هُوَ الَّذِي أَنْزَلَ السَّكِينَةَ فِي
قُلُوبِ الْمُؤْمِنِينَ لِيَزْدَادُوا إِيمَانًا مَعَ إِيمَانِهِمْ…
Dialah Allah yang menurunkan ketenangan pada hati
orang-orang yang beriman, agar keimanan mereka bertambah….(Q.S alFath:4)
Seorang yang mengingkari kemungkaran dengan
tangannya berbeda pengaruh penambahan imannya dibandingkan dengan yang
mengingkari dengan lisannya. Pengingkaran dengan lisan lebih baik dan lebih
berpengaruh pada peningkatan keimanan dibandingkan pengingkaran dengan hati.
Pengingkaran dengan hati disebut oleh Nabi sebagai selemah-lemahnya iman
(hadits riwayat Muslim no 70).
Meninggalkan kemaksiatan karena Allah bisa
menambah keimanan dan semakin bersihnya hati. Jika suatu fitnah datang pada
hati kemudian ditolak, akan menimbulkan bintik putih dalam hati. Sebaliknya,
jika fitnah itu diikuti, maka akan timbul bintik hitam pada hati.
تُعْرَضُ الْفِتَنُ عَلَى الْقُلُوبِ
كَالْحَصِيرِ عُودًا عُودًا فَأَيُّ قَلْبٍ أُشْرِبَهَا نُكِتَ فِيهِ نُكْتَةٌ
سَوْدَاءُ وَأَيُّ قَلْبٍ أَنْكَرَهَا نُكِتَ فِيهِ نُكْتَةٌ بَيْضَاءُ حَتَّى
تَصِيرَ عَلَى قَلْبَيْنِ عَلَى أَبْيَضَ مِثْلِ الصَّفَا فَلَا تَضُرُّهُ
فِتْنَةٌ مَا دَامَتْ السَّمَاوَاتُ وَالْأَرْضُ وَالْآخَرُ أَسْوَدُ مُرْبَادًّا
كَالْكُوزِ مُجَخِّيًا لَا يَعْرِفُ مَعْرُوفًا وَلَا يُنْكِرُ مُنْكَرًا إِلَّا
مَا أُشْرِبَ مِنْ هَوَاهُ
Fitnah-fitnah diunjukkan pada hati bagaikan anyaman tikar,
selembar demi selembar. Hati yang menyerapnya akan diberi tanda titik hitam.

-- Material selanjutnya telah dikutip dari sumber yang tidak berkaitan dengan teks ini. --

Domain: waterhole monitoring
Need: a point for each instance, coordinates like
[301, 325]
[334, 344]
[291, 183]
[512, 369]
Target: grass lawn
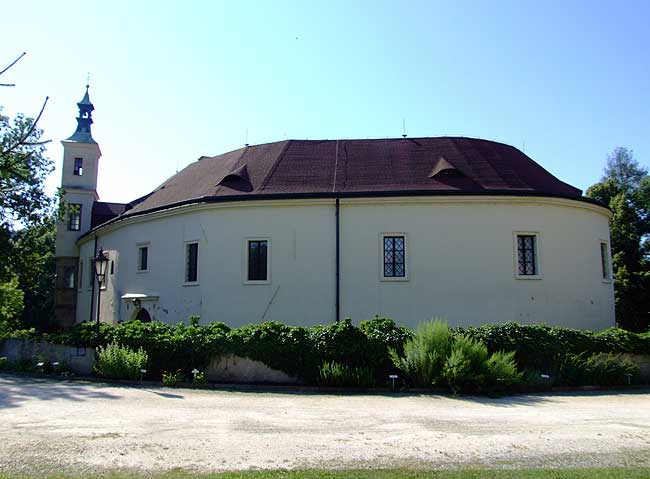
[608, 473]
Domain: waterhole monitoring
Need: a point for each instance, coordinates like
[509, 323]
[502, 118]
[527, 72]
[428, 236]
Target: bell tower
[81, 155]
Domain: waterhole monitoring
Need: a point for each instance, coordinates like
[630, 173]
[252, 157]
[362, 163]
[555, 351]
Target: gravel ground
[50, 426]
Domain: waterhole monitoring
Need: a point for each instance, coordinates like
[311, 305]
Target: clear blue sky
[566, 81]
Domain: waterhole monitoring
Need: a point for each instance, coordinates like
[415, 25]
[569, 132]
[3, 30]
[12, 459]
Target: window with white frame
[527, 255]
[257, 260]
[143, 258]
[74, 217]
[393, 264]
[78, 167]
[191, 262]
[68, 277]
[604, 261]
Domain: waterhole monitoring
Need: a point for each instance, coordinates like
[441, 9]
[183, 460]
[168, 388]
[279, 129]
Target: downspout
[92, 291]
[338, 229]
[338, 262]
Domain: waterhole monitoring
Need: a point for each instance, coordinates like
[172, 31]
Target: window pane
[191, 267]
[143, 263]
[603, 260]
[257, 260]
[394, 256]
[526, 255]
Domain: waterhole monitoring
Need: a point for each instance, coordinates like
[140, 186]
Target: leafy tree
[25, 209]
[625, 188]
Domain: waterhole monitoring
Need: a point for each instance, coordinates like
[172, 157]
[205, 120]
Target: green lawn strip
[591, 473]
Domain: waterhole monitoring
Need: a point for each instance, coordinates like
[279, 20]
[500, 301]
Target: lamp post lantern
[101, 262]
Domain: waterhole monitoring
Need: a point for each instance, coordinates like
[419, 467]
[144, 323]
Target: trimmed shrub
[336, 374]
[120, 362]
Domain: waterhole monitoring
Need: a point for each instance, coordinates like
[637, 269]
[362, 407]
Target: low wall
[235, 369]
[78, 360]
[643, 361]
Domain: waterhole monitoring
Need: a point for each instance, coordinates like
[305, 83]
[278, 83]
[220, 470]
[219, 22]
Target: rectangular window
[143, 258]
[74, 217]
[78, 166]
[604, 260]
[257, 260]
[527, 255]
[68, 277]
[91, 272]
[191, 262]
[394, 257]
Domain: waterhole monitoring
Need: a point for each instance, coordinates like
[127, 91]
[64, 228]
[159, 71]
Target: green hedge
[301, 351]
[543, 348]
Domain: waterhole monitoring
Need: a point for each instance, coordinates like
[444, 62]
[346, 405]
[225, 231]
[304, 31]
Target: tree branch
[23, 138]
[13, 63]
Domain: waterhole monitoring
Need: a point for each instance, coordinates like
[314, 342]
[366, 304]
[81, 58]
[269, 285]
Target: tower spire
[84, 120]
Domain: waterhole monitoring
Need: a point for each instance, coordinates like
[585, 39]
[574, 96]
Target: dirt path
[48, 426]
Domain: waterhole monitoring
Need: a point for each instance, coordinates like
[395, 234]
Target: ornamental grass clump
[120, 362]
[438, 357]
[425, 354]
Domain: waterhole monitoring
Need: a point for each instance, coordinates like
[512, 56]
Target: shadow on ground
[15, 390]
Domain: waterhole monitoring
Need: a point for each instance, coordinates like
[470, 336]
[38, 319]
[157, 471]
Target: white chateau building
[305, 232]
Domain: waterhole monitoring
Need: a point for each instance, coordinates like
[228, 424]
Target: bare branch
[13, 63]
[23, 138]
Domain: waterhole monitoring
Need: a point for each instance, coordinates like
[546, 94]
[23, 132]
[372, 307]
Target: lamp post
[101, 261]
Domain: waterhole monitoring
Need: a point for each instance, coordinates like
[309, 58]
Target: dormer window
[78, 166]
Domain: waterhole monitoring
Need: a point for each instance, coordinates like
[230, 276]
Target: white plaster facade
[460, 260]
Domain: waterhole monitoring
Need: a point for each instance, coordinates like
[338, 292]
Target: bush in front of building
[439, 357]
[120, 362]
[540, 351]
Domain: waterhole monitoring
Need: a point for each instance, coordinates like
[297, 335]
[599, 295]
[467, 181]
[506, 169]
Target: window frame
[605, 261]
[538, 255]
[407, 254]
[69, 277]
[245, 268]
[76, 215]
[186, 250]
[140, 246]
[77, 170]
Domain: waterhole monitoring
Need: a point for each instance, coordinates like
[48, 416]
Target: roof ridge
[267, 178]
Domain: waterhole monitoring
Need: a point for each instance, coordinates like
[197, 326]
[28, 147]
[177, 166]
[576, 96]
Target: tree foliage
[625, 188]
[27, 228]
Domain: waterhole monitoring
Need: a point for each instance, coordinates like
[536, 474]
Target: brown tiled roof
[355, 167]
[103, 212]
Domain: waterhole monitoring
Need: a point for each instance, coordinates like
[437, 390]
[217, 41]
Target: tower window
[394, 256]
[68, 277]
[143, 258]
[74, 217]
[257, 253]
[78, 166]
[191, 262]
[527, 259]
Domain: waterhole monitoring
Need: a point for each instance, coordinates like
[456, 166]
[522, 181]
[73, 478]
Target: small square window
[78, 166]
[191, 262]
[527, 255]
[74, 217]
[143, 258]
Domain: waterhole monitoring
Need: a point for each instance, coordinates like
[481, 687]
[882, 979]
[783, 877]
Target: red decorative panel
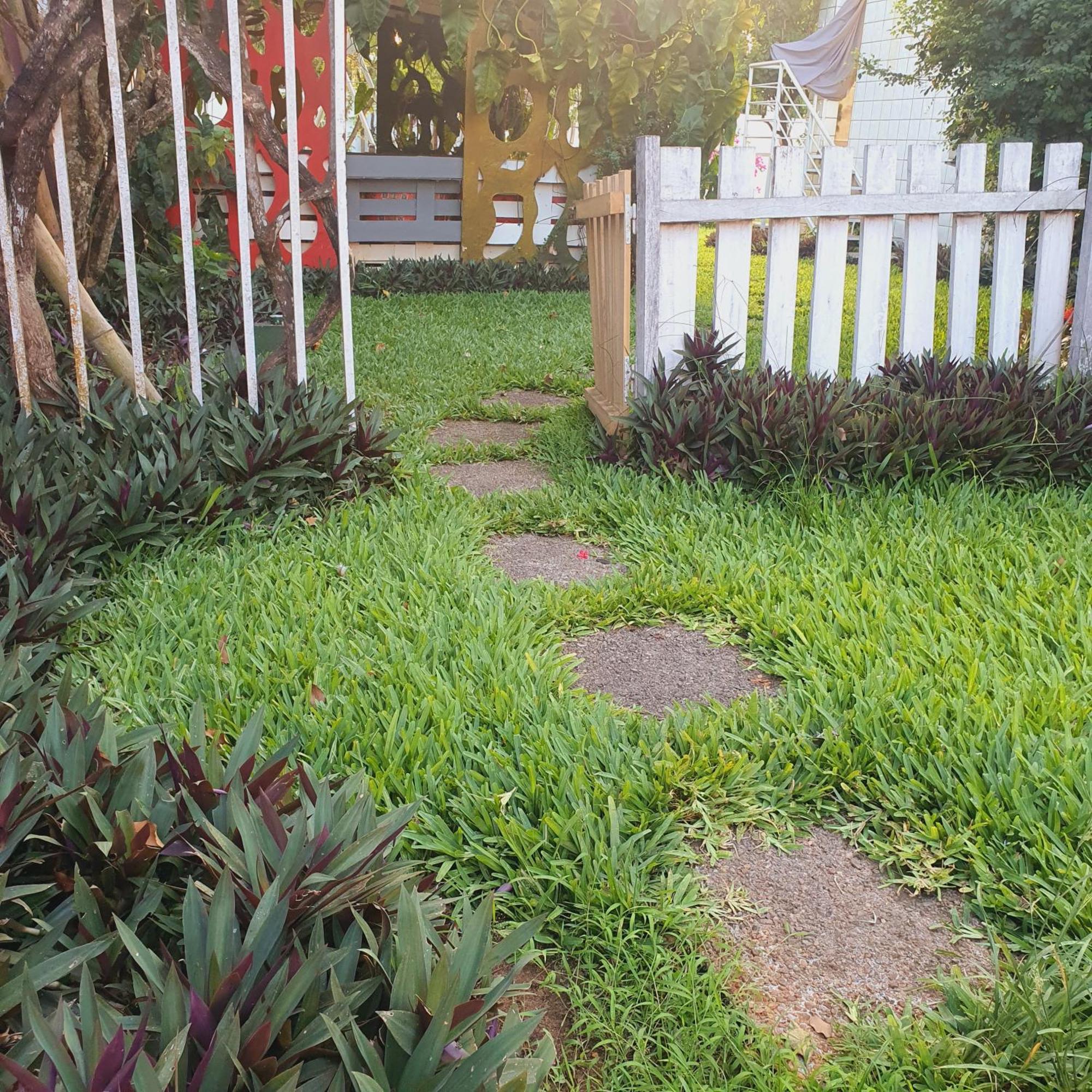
[316, 116]
[313, 80]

Hati yang mengingkarinya akan diberi tanda titik putih. (Jika itu terjadi terus
menerus), akan terjadi 2 hati (yang jauh berbeda). Satu hati putih cemerlang
yang tidak akan terpengaruh fitnah selama masih ada langit dan bumi, yang satu
lagi menjadi hitam legam, bagaikan mangkuk yang ditelungkupkan. Tidaklah bisa
mengenal yang baik dan tidak mengingkari yang munkar, kecuali yang sesuai
dengan hawa nafsunya (H.R Muslim no 207)
Itu semua menunjukkan bahwa keimanan
bertambah dengan ketaatan dan berkurang dengan kemaksiatan.
Sekedar Perbuatan Dosa (Selain Kufur atau
Syirik Akbar) Tidak Mengeluarkan Seseorang dari Keimanan
Al-Muzani menyatakan: Tidaklah mengeluarkan dari keimanan (sekedar)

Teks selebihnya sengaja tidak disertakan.